Following spinal cord injury, the brain is deprived of sensory input from and motor output to the limb(s). Non-human primate studies demonstrated that this leads to extensive reorganisation in brain areas containing detailed map-like body representations (e.g. the primary somatosensory cortex), such that neighbouring body-part representations (e.g. of the face) “invade” the area deprived of input and/or output (e.g. of the hand).

The assumption of drastic reorganisation in humans remains highly influential both in the neuroscientific literature and the clinic: reorganisation of affected areas is thought to drive both recovery of function and the formation of maladaptive neuronal circuitry that relate to neuropathic pain.

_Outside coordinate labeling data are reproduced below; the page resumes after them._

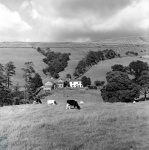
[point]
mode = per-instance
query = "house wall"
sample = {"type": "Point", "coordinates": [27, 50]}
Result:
{"type": "Point", "coordinates": [75, 84]}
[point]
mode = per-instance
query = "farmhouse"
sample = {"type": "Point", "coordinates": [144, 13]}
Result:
{"type": "Point", "coordinates": [48, 86]}
{"type": "Point", "coordinates": [75, 83]}
{"type": "Point", "coordinates": [60, 83]}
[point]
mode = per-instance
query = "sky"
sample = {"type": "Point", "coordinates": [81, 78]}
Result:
{"type": "Point", "coordinates": [72, 20]}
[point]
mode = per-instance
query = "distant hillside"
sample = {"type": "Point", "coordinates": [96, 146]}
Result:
{"type": "Point", "coordinates": [20, 52]}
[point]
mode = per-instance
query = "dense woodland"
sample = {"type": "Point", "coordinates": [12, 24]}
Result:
{"type": "Point", "coordinates": [121, 88]}
{"type": "Point", "coordinates": [10, 94]}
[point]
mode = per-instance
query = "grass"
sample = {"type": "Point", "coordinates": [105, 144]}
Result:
{"type": "Point", "coordinates": [78, 50]}
{"type": "Point", "coordinates": [97, 126]}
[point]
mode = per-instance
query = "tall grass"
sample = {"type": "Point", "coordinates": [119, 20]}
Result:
{"type": "Point", "coordinates": [97, 126]}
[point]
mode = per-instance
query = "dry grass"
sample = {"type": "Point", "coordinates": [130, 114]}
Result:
{"type": "Point", "coordinates": [97, 126]}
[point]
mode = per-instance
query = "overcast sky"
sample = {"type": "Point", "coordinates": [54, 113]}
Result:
{"type": "Point", "coordinates": [72, 20]}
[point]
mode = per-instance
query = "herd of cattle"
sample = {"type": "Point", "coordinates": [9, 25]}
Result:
{"type": "Point", "coordinates": [70, 103]}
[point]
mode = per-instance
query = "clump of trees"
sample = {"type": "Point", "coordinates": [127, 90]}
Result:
{"type": "Point", "coordinates": [121, 88]}
{"type": "Point", "coordinates": [32, 80]}
{"type": "Point", "coordinates": [56, 62]}
{"type": "Point", "coordinates": [6, 72]}
{"type": "Point", "coordinates": [92, 58]}
{"type": "Point", "coordinates": [10, 94]}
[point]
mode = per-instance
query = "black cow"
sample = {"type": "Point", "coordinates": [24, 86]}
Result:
{"type": "Point", "coordinates": [72, 103]}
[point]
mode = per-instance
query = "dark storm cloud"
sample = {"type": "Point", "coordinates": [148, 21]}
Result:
{"type": "Point", "coordinates": [103, 8]}
{"type": "Point", "coordinates": [73, 20]}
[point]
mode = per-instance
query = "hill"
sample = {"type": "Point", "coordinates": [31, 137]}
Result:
{"type": "Point", "coordinates": [96, 126]}
{"type": "Point", "coordinates": [21, 52]}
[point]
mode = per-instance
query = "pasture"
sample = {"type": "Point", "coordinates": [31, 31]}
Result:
{"type": "Point", "coordinates": [97, 126]}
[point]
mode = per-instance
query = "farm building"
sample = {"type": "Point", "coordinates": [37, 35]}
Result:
{"type": "Point", "coordinates": [75, 83]}
{"type": "Point", "coordinates": [48, 86]}
{"type": "Point", "coordinates": [60, 83]}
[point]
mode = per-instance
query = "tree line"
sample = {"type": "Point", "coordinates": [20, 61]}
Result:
{"type": "Point", "coordinates": [126, 83]}
{"type": "Point", "coordinates": [92, 58]}
{"type": "Point", "coordinates": [10, 94]}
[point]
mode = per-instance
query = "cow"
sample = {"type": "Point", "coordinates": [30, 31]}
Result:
{"type": "Point", "coordinates": [51, 102]}
{"type": "Point", "coordinates": [73, 103]}
{"type": "Point", "coordinates": [81, 102]}
{"type": "Point", "coordinates": [37, 101]}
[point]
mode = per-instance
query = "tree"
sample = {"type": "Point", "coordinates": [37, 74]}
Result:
{"type": "Point", "coordinates": [143, 81]}
{"type": "Point", "coordinates": [85, 81]}
{"type": "Point", "coordinates": [99, 83]}
{"type": "Point", "coordinates": [29, 73]}
{"type": "Point", "coordinates": [68, 76]}
{"type": "Point", "coordinates": [35, 83]}
{"type": "Point", "coordinates": [9, 70]}
{"type": "Point", "coordinates": [119, 88]}
{"type": "Point", "coordinates": [137, 67]}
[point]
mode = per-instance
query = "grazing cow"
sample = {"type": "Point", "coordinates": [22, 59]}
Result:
{"type": "Point", "coordinates": [81, 102]}
{"type": "Point", "coordinates": [72, 103]}
{"type": "Point", "coordinates": [51, 102]}
{"type": "Point", "coordinates": [37, 101]}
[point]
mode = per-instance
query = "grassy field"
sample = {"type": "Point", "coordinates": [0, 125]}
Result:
{"type": "Point", "coordinates": [97, 126]}
{"type": "Point", "coordinates": [25, 53]}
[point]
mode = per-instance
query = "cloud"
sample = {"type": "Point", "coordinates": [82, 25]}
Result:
{"type": "Point", "coordinates": [11, 21]}
{"type": "Point", "coordinates": [82, 19]}
{"type": "Point", "coordinates": [77, 20]}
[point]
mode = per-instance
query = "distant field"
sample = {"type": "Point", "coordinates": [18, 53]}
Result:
{"type": "Point", "coordinates": [23, 52]}
{"type": "Point", "coordinates": [97, 126]}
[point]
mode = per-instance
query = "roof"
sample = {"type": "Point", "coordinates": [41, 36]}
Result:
{"type": "Point", "coordinates": [60, 81]}
{"type": "Point", "coordinates": [49, 83]}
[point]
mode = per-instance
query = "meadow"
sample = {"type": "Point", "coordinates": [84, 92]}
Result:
{"type": "Point", "coordinates": [97, 126]}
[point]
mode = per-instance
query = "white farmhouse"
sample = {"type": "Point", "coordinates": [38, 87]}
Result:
{"type": "Point", "coordinates": [75, 83]}
{"type": "Point", "coordinates": [48, 86]}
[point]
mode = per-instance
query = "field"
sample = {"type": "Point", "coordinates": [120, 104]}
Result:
{"type": "Point", "coordinates": [21, 52]}
{"type": "Point", "coordinates": [97, 126]}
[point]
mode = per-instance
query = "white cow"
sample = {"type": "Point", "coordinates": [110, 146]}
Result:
{"type": "Point", "coordinates": [34, 102]}
{"type": "Point", "coordinates": [81, 102]}
{"type": "Point", "coordinates": [51, 102]}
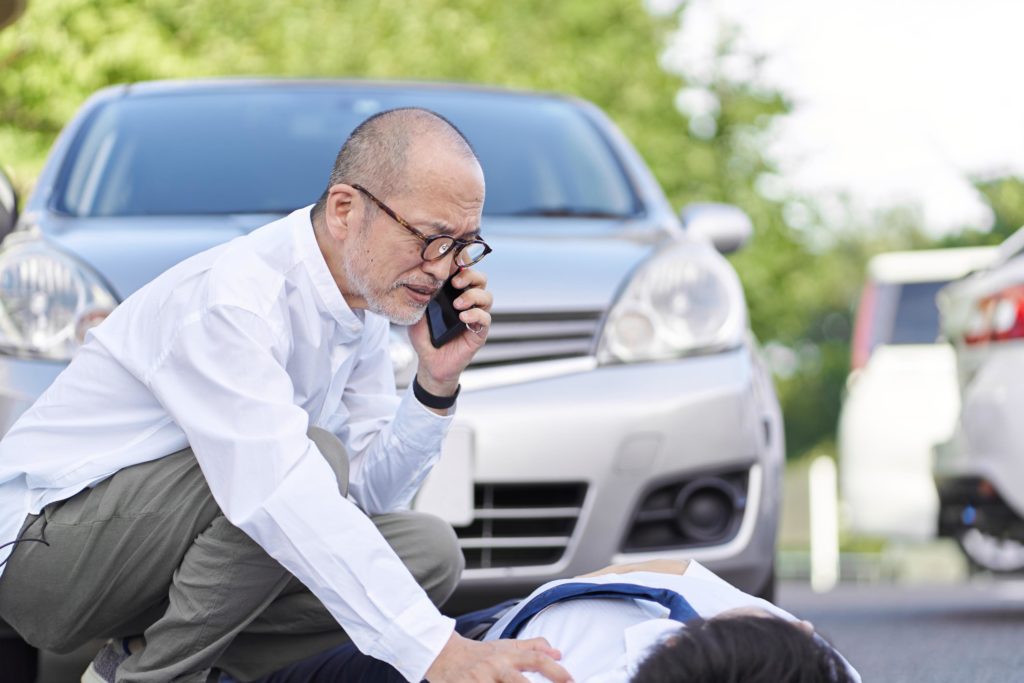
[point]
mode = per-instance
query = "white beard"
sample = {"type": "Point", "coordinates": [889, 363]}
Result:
{"type": "Point", "coordinates": [380, 301]}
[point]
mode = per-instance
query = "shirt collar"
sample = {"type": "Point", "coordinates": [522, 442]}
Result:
{"type": "Point", "coordinates": [349, 323]}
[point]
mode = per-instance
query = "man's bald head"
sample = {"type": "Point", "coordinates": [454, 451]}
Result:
{"type": "Point", "coordinates": [379, 152]}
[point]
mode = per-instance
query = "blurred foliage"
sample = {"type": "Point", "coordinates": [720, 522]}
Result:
{"type": "Point", "coordinates": [801, 294]}
{"type": "Point", "coordinates": [1006, 197]}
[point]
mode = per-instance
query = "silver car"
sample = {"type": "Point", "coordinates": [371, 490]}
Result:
{"type": "Point", "coordinates": [979, 471]}
{"type": "Point", "coordinates": [620, 410]}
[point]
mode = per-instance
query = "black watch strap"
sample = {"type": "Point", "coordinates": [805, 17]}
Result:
{"type": "Point", "coordinates": [432, 400]}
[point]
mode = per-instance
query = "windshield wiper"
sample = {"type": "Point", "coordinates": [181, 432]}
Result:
{"type": "Point", "coordinates": [565, 211]}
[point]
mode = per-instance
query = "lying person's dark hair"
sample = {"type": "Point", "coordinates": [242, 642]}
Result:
{"type": "Point", "coordinates": [743, 649]}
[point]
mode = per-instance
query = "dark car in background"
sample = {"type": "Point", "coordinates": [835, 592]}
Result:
{"type": "Point", "coordinates": [620, 410]}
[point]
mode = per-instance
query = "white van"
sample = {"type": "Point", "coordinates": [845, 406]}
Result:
{"type": "Point", "coordinates": [901, 395]}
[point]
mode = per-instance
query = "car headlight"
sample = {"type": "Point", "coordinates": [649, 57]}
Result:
{"type": "Point", "coordinates": [686, 299]}
{"type": "Point", "coordinates": [402, 356]}
{"type": "Point", "coordinates": [48, 300]}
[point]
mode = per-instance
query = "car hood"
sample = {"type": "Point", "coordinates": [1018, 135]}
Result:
{"type": "Point", "coordinates": [537, 265]}
{"type": "Point", "coordinates": [128, 252]}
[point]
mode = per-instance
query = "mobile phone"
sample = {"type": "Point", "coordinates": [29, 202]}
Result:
{"type": "Point", "coordinates": [442, 318]}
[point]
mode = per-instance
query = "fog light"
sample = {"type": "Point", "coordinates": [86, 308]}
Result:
{"type": "Point", "coordinates": [706, 509]}
{"type": "Point", "coordinates": [701, 511]}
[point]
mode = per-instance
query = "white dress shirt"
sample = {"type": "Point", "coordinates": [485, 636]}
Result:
{"type": "Point", "coordinates": [236, 352]}
{"type": "Point", "coordinates": [605, 640]}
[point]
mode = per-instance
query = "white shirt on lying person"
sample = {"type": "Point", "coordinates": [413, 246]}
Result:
{"type": "Point", "coordinates": [236, 352]}
{"type": "Point", "coordinates": [605, 640]}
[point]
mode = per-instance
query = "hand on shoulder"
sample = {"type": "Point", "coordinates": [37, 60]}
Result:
{"type": "Point", "coordinates": [464, 660]}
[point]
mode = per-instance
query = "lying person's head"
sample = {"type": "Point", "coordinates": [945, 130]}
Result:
{"type": "Point", "coordinates": [743, 648]}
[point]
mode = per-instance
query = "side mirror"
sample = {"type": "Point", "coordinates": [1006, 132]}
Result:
{"type": "Point", "coordinates": [8, 205]}
{"type": "Point", "coordinates": [727, 227]}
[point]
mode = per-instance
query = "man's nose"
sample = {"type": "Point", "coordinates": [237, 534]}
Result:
{"type": "Point", "coordinates": [441, 268]}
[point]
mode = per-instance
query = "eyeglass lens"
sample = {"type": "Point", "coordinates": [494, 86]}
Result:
{"type": "Point", "coordinates": [469, 254]}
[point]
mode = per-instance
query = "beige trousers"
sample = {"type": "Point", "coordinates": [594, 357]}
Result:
{"type": "Point", "coordinates": [148, 552]}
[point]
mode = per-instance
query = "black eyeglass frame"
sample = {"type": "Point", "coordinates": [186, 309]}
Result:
{"type": "Point", "coordinates": [429, 240]}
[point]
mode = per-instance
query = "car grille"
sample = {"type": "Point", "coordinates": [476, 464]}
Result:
{"type": "Point", "coordinates": [529, 337]}
{"type": "Point", "coordinates": [520, 524]}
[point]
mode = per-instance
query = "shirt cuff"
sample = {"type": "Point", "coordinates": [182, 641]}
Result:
{"type": "Point", "coordinates": [419, 427]}
{"type": "Point", "coordinates": [414, 640]}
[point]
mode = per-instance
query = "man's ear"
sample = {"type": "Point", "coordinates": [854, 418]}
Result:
{"type": "Point", "coordinates": [342, 213]}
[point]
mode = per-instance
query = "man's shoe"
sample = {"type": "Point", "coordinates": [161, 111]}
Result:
{"type": "Point", "coordinates": [104, 665]}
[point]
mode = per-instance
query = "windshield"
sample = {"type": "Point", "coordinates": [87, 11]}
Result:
{"type": "Point", "coordinates": [270, 151]}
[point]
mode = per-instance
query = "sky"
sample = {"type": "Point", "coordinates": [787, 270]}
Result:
{"type": "Point", "coordinates": [897, 102]}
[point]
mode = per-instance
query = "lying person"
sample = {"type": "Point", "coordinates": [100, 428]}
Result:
{"type": "Point", "coordinates": [658, 622]}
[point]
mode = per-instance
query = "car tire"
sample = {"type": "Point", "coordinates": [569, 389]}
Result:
{"type": "Point", "coordinates": [20, 660]}
{"type": "Point", "coordinates": [989, 553]}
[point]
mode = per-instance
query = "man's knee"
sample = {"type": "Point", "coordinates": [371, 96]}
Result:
{"type": "Point", "coordinates": [429, 548]}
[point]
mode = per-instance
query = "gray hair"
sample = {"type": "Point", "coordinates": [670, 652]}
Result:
{"type": "Point", "coordinates": [376, 153]}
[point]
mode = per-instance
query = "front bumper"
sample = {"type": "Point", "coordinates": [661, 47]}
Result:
{"type": "Point", "coordinates": [609, 435]}
{"type": "Point", "coordinates": [612, 434]}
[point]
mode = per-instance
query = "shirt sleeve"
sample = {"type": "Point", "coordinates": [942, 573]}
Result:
{"type": "Point", "coordinates": [392, 442]}
{"type": "Point", "coordinates": [223, 381]}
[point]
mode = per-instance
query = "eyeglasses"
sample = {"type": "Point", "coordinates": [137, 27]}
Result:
{"type": "Point", "coordinates": [467, 252]}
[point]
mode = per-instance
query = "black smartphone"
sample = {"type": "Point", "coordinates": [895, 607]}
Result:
{"type": "Point", "coordinates": [442, 318]}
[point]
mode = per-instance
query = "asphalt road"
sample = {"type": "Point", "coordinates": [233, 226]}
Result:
{"type": "Point", "coordinates": [970, 633]}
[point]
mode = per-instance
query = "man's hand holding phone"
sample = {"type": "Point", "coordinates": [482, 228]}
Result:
{"type": "Point", "coordinates": [469, 319]}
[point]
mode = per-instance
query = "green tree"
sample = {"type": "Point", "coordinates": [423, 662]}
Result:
{"type": "Point", "coordinates": [607, 52]}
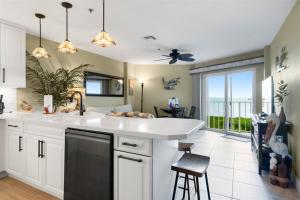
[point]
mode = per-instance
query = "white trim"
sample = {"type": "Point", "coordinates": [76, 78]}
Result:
{"type": "Point", "coordinates": [253, 61]}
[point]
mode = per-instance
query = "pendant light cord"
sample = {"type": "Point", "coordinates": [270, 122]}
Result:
{"type": "Point", "coordinates": [103, 17]}
{"type": "Point", "coordinates": [40, 20]}
{"type": "Point", "coordinates": [67, 25]}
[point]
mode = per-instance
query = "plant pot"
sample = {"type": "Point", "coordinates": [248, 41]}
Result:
{"type": "Point", "coordinates": [282, 115]}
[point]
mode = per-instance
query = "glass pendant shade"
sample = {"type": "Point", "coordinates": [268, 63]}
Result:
{"type": "Point", "coordinates": [67, 47]}
{"type": "Point", "coordinates": [103, 39]}
{"type": "Point", "coordinates": [40, 52]}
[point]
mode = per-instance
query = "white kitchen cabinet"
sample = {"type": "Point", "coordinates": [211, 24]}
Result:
{"type": "Point", "coordinates": [12, 56]}
{"type": "Point", "coordinates": [16, 155]}
{"type": "Point", "coordinates": [54, 165]}
{"type": "Point", "coordinates": [33, 160]}
{"type": "Point", "coordinates": [132, 176]}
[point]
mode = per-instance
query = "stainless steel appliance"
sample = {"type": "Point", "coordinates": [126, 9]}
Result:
{"type": "Point", "coordinates": [88, 165]}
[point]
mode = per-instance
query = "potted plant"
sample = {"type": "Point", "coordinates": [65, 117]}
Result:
{"type": "Point", "coordinates": [57, 83]}
{"type": "Point", "coordinates": [281, 94]}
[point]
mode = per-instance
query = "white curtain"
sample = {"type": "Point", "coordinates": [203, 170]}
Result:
{"type": "Point", "coordinates": [196, 94]}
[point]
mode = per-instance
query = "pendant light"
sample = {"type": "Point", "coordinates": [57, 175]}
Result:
{"type": "Point", "coordinates": [103, 39]}
{"type": "Point", "coordinates": [66, 46]}
{"type": "Point", "coordinates": [40, 52]}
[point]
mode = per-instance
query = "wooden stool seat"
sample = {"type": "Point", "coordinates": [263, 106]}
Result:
{"type": "Point", "coordinates": [192, 164]}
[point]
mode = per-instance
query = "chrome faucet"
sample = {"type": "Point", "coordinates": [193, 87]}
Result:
{"type": "Point", "coordinates": [81, 104]}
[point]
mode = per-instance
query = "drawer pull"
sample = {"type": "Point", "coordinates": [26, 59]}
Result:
{"type": "Point", "coordinates": [20, 143]}
{"type": "Point", "coordinates": [129, 144]}
{"type": "Point", "coordinates": [132, 159]}
{"type": "Point", "coordinates": [14, 126]}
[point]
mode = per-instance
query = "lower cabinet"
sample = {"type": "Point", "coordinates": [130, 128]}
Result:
{"type": "Point", "coordinates": [16, 154]}
{"type": "Point", "coordinates": [38, 160]}
{"type": "Point", "coordinates": [132, 176]}
{"type": "Point", "coordinates": [53, 169]}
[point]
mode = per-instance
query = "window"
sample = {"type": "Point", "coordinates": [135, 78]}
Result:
{"type": "Point", "coordinates": [103, 85]}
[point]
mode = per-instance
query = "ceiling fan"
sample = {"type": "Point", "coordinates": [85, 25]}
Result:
{"type": "Point", "coordinates": [175, 56]}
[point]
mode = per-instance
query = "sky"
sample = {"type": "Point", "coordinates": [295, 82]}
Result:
{"type": "Point", "coordinates": [241, 85]}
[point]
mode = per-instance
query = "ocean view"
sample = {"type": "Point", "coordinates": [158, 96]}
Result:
{"type": "Point", "coordinates": [240, 107]}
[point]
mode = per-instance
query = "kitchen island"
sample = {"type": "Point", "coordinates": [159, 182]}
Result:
{"type": "Point", "coordinates": [153, 142]}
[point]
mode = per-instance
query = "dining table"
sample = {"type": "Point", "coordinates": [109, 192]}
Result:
{"type": "Point", "coordinates": [176, 112]}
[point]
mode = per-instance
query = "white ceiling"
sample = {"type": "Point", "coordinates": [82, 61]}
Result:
{"type": "Point", "coordinates": [207, 28]}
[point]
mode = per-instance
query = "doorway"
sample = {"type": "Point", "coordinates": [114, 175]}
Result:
{"type": "Point", "coordinates": [229, 100]}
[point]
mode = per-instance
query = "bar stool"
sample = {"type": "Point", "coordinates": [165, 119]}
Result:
{"type": "Point", "coordinates": [194, 165]}
{"type": "Point", "coordinates": [186, 146]}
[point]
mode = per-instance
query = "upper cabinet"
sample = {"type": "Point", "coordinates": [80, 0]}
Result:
{"type": "Point", "coordinates": [12, 56]}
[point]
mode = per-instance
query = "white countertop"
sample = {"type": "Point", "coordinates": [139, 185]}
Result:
{"type": "Point", "coordinates": [159, 128]}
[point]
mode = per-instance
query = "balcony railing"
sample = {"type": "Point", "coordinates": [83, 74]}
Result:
{"type": "Point", "coordinates": [239, 119]}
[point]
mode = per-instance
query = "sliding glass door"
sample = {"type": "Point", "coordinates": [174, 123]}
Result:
{"type": "Point", "coordinates": [229, 101]}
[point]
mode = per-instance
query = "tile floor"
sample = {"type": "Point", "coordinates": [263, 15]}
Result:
{"type": "Point", "coordinates": [233, 172]}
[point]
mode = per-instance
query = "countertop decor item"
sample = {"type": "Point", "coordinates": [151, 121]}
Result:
{"type": "Point", "coordinates": [103, 39]}
{"type": "Point", "coordinates": [40, 52]}
{"type": "Point", "coordinates": [67, 46]}
{"type": "Point", "coordinates": [281, 60]}
{"type": "Point", "coordinates": [58, 83]}
{"type": "Point", "coordinates": [281, 94]}
{"type": "Point", "coordinates": [26, 107]}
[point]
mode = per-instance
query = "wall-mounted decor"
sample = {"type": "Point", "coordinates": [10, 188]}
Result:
{"type": "Point", "coordinates": [131, 86]}
{"type": "Point", "coordinates": [170, 85]}
{"type": "Point", "coordinates": [57, 83]}
{"type": "Point", "coordinates": [281, 60]}
{"type": "Point", "coordinates": [103, 85]}
{"type": "Point", "coordinates": [281, 94]}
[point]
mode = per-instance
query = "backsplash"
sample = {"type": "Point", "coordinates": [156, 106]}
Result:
{"type": "Point", "coordinates": [9, 99]}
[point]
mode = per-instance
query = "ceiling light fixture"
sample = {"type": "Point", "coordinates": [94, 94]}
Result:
{"type": "Point", "coordinates": [66, 46]}
{"type": "Point", "coordinates": [40, 52]}
{"type": "Point", "coordinates": [103, 39]}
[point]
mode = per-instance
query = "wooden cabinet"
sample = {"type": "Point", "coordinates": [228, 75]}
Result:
{"type": "Point", "coordinates": [12, 56]}
{"type": "Point", "coordinates": [132, 176]}
{"type": "Point", "coordinates": [16, 156]}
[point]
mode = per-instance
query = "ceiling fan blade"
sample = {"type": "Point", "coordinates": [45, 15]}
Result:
{"type": "Point", "coordinates": [162, 59]}
{"type": "Point", "coordinates": [186, 59]}
{"type": "Point", "coordinates": [173, 61]}
{"type": "Point", "coordinates": [186, 55]}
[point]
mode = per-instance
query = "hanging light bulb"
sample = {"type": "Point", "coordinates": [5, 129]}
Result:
{"type": "Point", "coordinates": [40, 52]}
{"type": "Point", "coordinates": [66, 46]}
{"type": "Point", "coordinates": [103, 39]}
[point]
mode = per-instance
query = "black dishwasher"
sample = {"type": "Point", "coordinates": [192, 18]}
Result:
{"type": "Point", "coordinates": [88, 165]}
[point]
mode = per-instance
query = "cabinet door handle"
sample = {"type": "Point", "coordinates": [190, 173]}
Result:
{"type": "Point", "coordinates": [3, 75]}
{"type": "Point", "coordinates": [39, 148]}
{"type": "Point", "coordinates": [14, 126]}
{"type": "Point", "coordinates": [129, 144]}
{"type": "Point", "coordinates": [42, 149]}
{"type": "Point", "coordinates": [132, 159]}
{"type": "Point", "coordinates": [20, 143]}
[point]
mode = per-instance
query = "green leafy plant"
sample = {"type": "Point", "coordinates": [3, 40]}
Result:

Using a new experimental approach in arm amputees, it was recently demonstrated that functional representations of the missing hand are preserved in the “deprived” area of the somatosensory cortex, a finding that challenges widely held assumptions of brain organisation and reorganisation.

However, how can such topographic representations be preserved, even decades after sensory input loss and cortical reorganisation?

In this research project, we use functional magnetic resonance imaging (fMRI) in tetraplegic spinal cord injury patients to better understand these processes and examine how they may interact.